L’urgence des préparatifs qui précèdent l’opéra, et donc l’improvisation nécessaire comme le climat des coulisses avant la représentation, sont totalement absents. Tout est convenu et se succède sans surprise (le maître à danser perché sur ses talons de Queen délurée !!!). Pour exprimer la métamorphose qui se produira bientôt dans l’esprit de la pauvre Ariane abandonnée par Thésée, mais sauvée par sa rencontre avec le dieu Bacchus, Mitchell invente ainsi une Ariane enceinte, préoccupée par son bébé à naître… gestation qui évoque un travail souterrain qui impacte évidemment la démarche et le comportement de la « diva »…

 

 

 

Ariadne confuse et prosaïque…

 

ariadne-auf-naxos-aix-2018-davidsen-devielhe-cutler-albrecht-critique-opera-classiquenews

 

 

Au mépris du drame originel, conçu par Strauss et son librettiste Hofmannshtal, comme Warlikowski ou Tcherniakov, Mitchell invente des relations qui ne sont pas dans la partition originelle : ainsi l’attirance du compositeur pour Zerbinette, duo manqué qui tombe à plat. C’est gadget mais très à la mode parmi les pseudo metteurs en scène. De même, elle nous afflige en remâchant la thématique du genre, désormais déclinée à toutes les sauces : ici les femmes sont viriles (l’épouse du mécène a des airs de lesbienne assumée, d’autant que son mari s’affiche en robe rouge… Elle participe volontiers au jeu des chanteurs acteurs de la tragédie) ; et les hommes sont naturellement efféminés : les 3 figurants danseurs qui doublent les comédiens italiens sont habillés chacun d’une guépière, marquant leur taille de … lolitas qui s’ignoraient ? Voyez le valet déluré / excité qui monte soudainement sur la table pendant l’air de Zerbinette et se déhanche et se contorsionne pour aguicher le chaland… Quel sens à ces dérives qui n’apportent rien ? Polluée par tant d’incongruité, la mise en scène est un foutoir au royaume du grand n’importe quoi. Et dire que beaucoup de spectateurs risquent de découvrir cette oeuvre si subtile comme on a dit, – produit du livret de Hugo von Hofmannsthal… dans cette foire chaotique et décousue.

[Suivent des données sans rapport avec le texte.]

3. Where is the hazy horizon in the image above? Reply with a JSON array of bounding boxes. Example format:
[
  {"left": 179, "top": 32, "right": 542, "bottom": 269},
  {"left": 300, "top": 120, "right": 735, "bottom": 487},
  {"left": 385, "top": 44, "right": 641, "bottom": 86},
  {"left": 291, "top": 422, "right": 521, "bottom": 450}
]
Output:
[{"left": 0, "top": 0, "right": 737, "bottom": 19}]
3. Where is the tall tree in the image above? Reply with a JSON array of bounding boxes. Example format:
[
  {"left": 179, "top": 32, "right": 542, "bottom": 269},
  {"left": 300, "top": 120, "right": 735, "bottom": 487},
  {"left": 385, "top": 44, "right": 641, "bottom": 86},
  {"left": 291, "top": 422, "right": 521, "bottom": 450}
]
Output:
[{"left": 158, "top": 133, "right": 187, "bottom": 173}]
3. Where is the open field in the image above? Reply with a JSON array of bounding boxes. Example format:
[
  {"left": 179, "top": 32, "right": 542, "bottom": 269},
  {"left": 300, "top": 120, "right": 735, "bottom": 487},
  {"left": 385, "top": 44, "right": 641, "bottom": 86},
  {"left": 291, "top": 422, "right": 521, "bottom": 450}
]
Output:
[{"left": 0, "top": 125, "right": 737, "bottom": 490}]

Dans l’opéra qui suit, Ariane enceinte donc, n’est que rancoeur, raideur proche de l’hystérie aux aigus lancés en échos d’une tension bien laide… où est le mystère ? où est cette âme meurtrie que les comédiens italiens tentent de dérider. La délaissée tourne en rond, attablée ou debout autour de la table (de noces) où ses partenaires s’agitent eux aussi confusément.

Côté interprétation, orchestralement comme vocalement soit c’est petit et serré ou tendu, soit cela est surligné et surexpressif sans beaucoup de nuances (les 3 nymphes / Dryades manquent de moelleux). Déjà saluée pour son format wagnérien, Lise Davidsen a des moyens qui sonnent ici mal dégrossis, surjouant souvent sans la grâce intérieure, les vertiges émotionnels que savaient incarnés une Jessye Norman entre autres, ou une Schwarzkopf, dans le registre altier, aristocratique. La soprano norvégienne chante trop large et manque de cette finesse proche du texte qui a fait la valeur de ses ainées. Elle est faite davantage pour chanter les Wiesedonck-lieder de Wagner plutôt que les mélodies arachnéennes de Strauss (même si elle chante les Quatre derniers) ; la prière et la langueur de Isolde plutôt que les héroïnes blessée, tendres : il y a du dragon dans cette voix puissante qui ne comprend pas la fragilité essentielle d’Ariane, femme vaincue par le destin et qui aspire pourtant à s’élever.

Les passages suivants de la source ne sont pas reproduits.